Ve hizmet etmenin insanları fethetmek olmadığını, inançların zorla kabul ettirilemeyeceğini gerçekçi bir dille anlatan Tarkovsky’den kendini her şeyin üstünde gören ‘insan’ tanımına son nokta:

‘Bizim şu prensiplerimiz amma da gurur ve gözü bağlanmışlıkla dolu! Görüşlerimiz, hiçbir fikrimiz olmayan şeyler, bilgi konusunda en ufak sezgimiz bile yok, inanç konusunda, aşk konusunda umut konusunda… Bu konulardan çok söz ediyoruz, ne var ki boş konuşuyoruz. Yeterince sağlam bir dayanağımız yok, ne bağlamı biliyoruz ne de her şeyin temeli olan sistemi. Bir kavram ya da bağlamından ayrılmış bir sözcük kapıyoruz ya da bir düşünce biçimi sonra onun üzerine ardı arkası kesilmeyen bir şekilde konuşup dururuz. Sözde düşünce sürecimiz psikoterapiden başka bir şey değil, delirmemek için, ruhsal denge hakkına sahip olduğumuz illüzyonunu ayakta tutmak için uyguladığımız bir psikoterapi. Ne kadar da değersiziz’!

Tarkovsky Filmleri

Silindir ve Keman (1960)

45 dakikalık film Tarkovsky’nin mezuniyet çalışmasıdır. Tamamı renkli olan bu filminde, keman çalmaya yetenekli bir çocukla, bir silindir şoförünün hikâyesini anlatmıştır.

Ivan'ın Çocukluğu (1962)

90 dakikalık siyah-beyaz film, Tarkovsky’nin ilk uzun metrajıdır. İkinci Dünya Savaşı sırasında öksüz bir çocuğun dramını anlatan yapımda Tarkovsky, çocukluğunu yaşayamamış bir dönemin çocuklarını Ivan karakteriyle canlandırır.

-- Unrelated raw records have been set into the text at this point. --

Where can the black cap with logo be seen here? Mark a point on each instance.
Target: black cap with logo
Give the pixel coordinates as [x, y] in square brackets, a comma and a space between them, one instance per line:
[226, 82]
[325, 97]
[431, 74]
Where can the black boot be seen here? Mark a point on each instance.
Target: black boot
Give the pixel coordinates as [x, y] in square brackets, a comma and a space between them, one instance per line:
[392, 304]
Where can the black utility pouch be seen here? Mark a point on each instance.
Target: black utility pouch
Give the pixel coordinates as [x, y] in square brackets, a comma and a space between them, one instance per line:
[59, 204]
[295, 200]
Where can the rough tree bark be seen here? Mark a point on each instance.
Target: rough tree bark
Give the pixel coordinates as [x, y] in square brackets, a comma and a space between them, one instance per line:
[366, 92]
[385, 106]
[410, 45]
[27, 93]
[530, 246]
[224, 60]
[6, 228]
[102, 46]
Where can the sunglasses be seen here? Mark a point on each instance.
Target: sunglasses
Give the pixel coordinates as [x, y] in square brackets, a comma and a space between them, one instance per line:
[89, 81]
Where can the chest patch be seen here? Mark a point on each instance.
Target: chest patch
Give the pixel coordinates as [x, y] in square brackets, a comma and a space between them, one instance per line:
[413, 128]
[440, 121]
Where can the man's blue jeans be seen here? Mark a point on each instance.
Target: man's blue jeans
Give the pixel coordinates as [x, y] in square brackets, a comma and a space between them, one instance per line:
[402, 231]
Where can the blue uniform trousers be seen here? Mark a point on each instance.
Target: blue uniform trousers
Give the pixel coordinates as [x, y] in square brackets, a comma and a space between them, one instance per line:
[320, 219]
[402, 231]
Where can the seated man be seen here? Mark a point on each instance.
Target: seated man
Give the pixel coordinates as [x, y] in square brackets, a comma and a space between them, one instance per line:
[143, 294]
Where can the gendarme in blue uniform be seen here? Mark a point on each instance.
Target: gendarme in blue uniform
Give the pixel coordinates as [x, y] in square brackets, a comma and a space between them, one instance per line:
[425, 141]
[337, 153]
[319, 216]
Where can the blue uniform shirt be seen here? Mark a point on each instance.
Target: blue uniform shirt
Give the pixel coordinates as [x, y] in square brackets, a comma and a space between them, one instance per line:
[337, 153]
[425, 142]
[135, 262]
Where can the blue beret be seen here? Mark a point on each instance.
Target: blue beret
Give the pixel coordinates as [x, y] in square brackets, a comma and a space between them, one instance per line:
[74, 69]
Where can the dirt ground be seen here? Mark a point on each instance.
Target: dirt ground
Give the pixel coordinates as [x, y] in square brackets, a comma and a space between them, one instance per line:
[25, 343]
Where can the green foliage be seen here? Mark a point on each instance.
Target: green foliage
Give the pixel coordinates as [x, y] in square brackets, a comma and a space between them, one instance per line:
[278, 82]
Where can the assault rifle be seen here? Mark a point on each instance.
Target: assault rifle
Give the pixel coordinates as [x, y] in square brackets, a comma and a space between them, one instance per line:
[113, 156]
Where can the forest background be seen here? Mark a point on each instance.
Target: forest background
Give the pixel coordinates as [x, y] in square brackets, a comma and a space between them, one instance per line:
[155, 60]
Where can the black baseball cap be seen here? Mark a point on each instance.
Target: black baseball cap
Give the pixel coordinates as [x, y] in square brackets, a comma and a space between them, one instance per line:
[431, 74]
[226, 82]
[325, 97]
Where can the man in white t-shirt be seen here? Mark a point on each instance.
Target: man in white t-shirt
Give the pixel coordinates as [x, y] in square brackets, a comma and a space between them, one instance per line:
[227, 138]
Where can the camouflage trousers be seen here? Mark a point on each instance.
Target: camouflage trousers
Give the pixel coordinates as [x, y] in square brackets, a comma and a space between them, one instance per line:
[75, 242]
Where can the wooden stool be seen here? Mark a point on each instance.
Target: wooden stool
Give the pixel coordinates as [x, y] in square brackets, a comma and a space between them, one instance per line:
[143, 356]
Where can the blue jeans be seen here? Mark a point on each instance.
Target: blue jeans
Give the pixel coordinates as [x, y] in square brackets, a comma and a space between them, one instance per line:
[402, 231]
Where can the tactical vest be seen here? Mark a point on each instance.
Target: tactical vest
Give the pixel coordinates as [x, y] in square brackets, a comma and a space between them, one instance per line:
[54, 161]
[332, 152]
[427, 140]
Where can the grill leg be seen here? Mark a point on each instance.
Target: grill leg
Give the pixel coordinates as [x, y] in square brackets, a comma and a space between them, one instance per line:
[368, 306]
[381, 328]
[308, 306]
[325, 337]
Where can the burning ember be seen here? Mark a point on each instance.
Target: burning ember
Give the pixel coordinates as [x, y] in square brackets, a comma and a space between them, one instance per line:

Yönetmen, dünya görüşünü yansıtan bu ilk filmiyle Venedik Film Festivali'nde ‘Altın Aslan’, San Francisco Film Festivali'nde ‘Golden Gate’ ve Acapulco Festival Filmleri Festivali'nde ‘Büyük Ödül’ kazanmıştır.

Andrey Rublev (1969)

Orijinal versiyonu 205 dakika olan ancak Sovyetler Birliği tarafından sansürlenerek 165 ve 180 dakikalık iki farklı süreye çekilen film, üç yılda tamamlanmıştır. Renkli ve siyah-beyaz olan yapım, 15. Yüzyılda yaşayan Rublev’in sanat hayatındaki boş dönem üzerine kurulmuştur.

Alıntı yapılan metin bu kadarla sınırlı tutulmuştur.